Malgré les défis, les flots de migrants chinois dans les pays africains se poursuivent sans relâche et un grand nombre de Chinois décide de rester en Afrique, en apprenant les langues locales et en ayant le sentiment d’être chez eux. Les afflux des Africains en Chine semblent avoir ralenti quelque peu à cause de la crise financière mondiale, des fluctuations monétaires et des coûts de production bas dans le Sud- Est asiatique d’un côté, et les répressions policières contre l’immigration irrégulière de l’autre. Mais en Chine aussi bien qu’en Afrique, les populations migrantes qui mènent leur vie et gagnent leur pain sur un sol étranger sont de plus en plus diverses.
Nous voyons de plus en plus les impacts durables de ces flux humains dans les villes africaines et chinoises. Si nous jetons un coup d’œil à Johannesburg et Guangzhou, nous pouvons voir les empreintes de ces deux communautés migrantes sur des espaces physiques et au-delà. Johannesburg est la terre de deux quartiers chinois -l’un a démarré à la fin des années 1800 et le second à la fin des années 1990. Il y a deux grands centres de vente en gros disséminés autour de la ville, un nombre croissant de centres commerciaux chinois et, plus récemment, des plans pour développer un gigantesque projet d’infrastructure d’un montant de 8 milliards de dollars comprenant un centre financier, 35 000 maisons, un centre éducatif et un stade sportif sur quelque 1 620 hectares.
En plus des impacts sur les infrastructures, les hommes d’affaires chinois, à la fois ceux qui sont importants et les petits, embauchent localement dans la plupart des cas, à peu près un travailleur du pays pour quatre ou cinq employés chinois. Au-delà des effets économiques, il y a aussi les influences sociales et culturelles : la cuisine chinoise est devenue plus populaire, les cours et écoles de mandarin ne cessent d’augmenter, des relations Chinois-Africains se construisent, et de plus en plus d’Africains regardent la Chine comme une potentielle destination pour, à la fois, les affaires et le plaisir.
De la même façon, les Africains ont eu à Guangzhou des impacts durables sur la ville et ses habitants. Il y a plusieurs zones de la ville qui ont accueilli un grand nombre d’hommes d’affaires et de résidents africains, y compris Xiaobei et Foshan. À Xiaobei, vous trouverez des restaurants africains, des coiffeurs et des commerces de gros approvisionnant des acheteurs africains dans et autour de l’immeuble Tianxiu.
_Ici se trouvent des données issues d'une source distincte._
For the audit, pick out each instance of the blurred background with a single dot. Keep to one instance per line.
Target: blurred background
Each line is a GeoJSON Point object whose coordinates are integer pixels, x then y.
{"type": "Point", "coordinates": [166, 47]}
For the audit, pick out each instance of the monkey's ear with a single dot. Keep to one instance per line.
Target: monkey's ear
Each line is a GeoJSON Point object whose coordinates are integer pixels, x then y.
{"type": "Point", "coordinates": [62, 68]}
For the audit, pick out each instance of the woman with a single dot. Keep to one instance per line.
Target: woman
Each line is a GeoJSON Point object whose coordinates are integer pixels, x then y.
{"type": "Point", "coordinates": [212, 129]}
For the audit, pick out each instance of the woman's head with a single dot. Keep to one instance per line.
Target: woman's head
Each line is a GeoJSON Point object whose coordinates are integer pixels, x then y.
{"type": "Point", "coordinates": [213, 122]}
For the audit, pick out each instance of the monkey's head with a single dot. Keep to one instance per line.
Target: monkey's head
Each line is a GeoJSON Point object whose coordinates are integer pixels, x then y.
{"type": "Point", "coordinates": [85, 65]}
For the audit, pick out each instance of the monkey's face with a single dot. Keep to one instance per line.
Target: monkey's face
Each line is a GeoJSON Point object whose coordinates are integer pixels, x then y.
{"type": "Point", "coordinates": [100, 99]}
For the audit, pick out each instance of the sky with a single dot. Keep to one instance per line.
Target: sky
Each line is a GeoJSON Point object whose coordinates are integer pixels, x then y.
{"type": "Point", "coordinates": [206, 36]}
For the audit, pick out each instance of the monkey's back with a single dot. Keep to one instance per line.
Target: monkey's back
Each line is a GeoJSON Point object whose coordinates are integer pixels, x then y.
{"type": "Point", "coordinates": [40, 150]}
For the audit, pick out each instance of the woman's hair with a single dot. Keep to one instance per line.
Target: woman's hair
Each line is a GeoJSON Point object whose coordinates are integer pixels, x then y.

Il y a clairement un point critique pour qu’une population assez importante puisse tolérer plusieurs églises des congrégations africaines, les mosquées, les équipes de football et même un magazine de luxe, LensAfrika. À Guangzhou les Africains soutiennent leur propre petite économie face aux autochtones et les moyens de transport des fournisseurs et courtiers chinois migrants. De plus en plus, aussi, nous entendons parler d’histoires d’amour de couples d’Africains et de Chinois, y compris les luttes qu’ils mènent en termes de régularisation du séjour, d’inscription et d’accès à l’école et aux soins de santé.
Pendant que les relations au niveau des États- commerce, investissement, accords bilatéraux et prêts- continuent de faire les gros titres de l’actualité, ça vaut la peine de se rappeler que ces connexions concernent des gens. Les gens qui affluent entre les villes, qui s’engagent avec l’autre, qui nouent des relations de confiance et qui renforcent les liens qui lient l’Afrique à la Chine.